PP: Yeah, I went down to Langley for the day. Valerie Plame Wilson was our Technical Advisor on the pilot and so we have connections down there. So I spent the day down there and met agents who are the same age as Chris [Gorham] and I, and talked with them about their lives and what’s going on. A lot of the things that we’re drawing on from the show are based in kind of the dirty details of reality. One thing that I thought I really liked about it, and that I would like about it when I met them was, that the reason that they’re there, one of the agents that I spoke to was saying, “I serve at the pleasure of the President, regardless of who the President is.” So it’s bigger than even the momentary political agenda in that they believe in the ideals of this country. That was kind of an old fashioned and forthright mission statement that I didn’t expect. It sort of charmed me in a way that I didn’t anticipate when I first got to the CIA.

Q: Did you go to any CIA training camp or firing range?

PP: Well, right now, my character doesn’t carry a gun. CIA officers don’t carry firearms when they’re on U.S. soil. I did go to Langley and spent the day there with agents who are my age.
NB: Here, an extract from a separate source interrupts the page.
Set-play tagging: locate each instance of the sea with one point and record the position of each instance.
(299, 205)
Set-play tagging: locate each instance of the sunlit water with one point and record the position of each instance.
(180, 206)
And they briefed me a lot on their lifestyle and their training. I didn’t go The Farm where they do their physical training but I did do a lot of physical training before the pilot, predominantly combat training. You know, fight training for the hand to hand combat things that we do.

Q: What surprised you the most about the whole CIA lifestyle?

PP: I mean, I had lunch with a bunch of different agents, and one of the guys told me that his wife doesn’t know that he works for the CIA. I couldn’t believe that that really happens, that that’s how secret it has to be. But every person that you tell, it puts them in danger. The CIA policy, they said to me, is that you’re allowed to tell whoever you want, just with the realization that that’s going to put them in danger the more that they know.

Q: If you were married, would you tell your husband if you were in the CIA?

PP: I don’t think I would. When he was telling me this about his wife I really pressed him on it, and I said, “You know, I’m sure your wife’s smart,” and, “Do you think sometimes that she knows what you do and kind of has chosen to leave it the way you’ve set it up?” And he said, “Yeah, some days I think she does know where I go to work.” It’s interesting though, it’s a complex kind of dual life that they have to lead.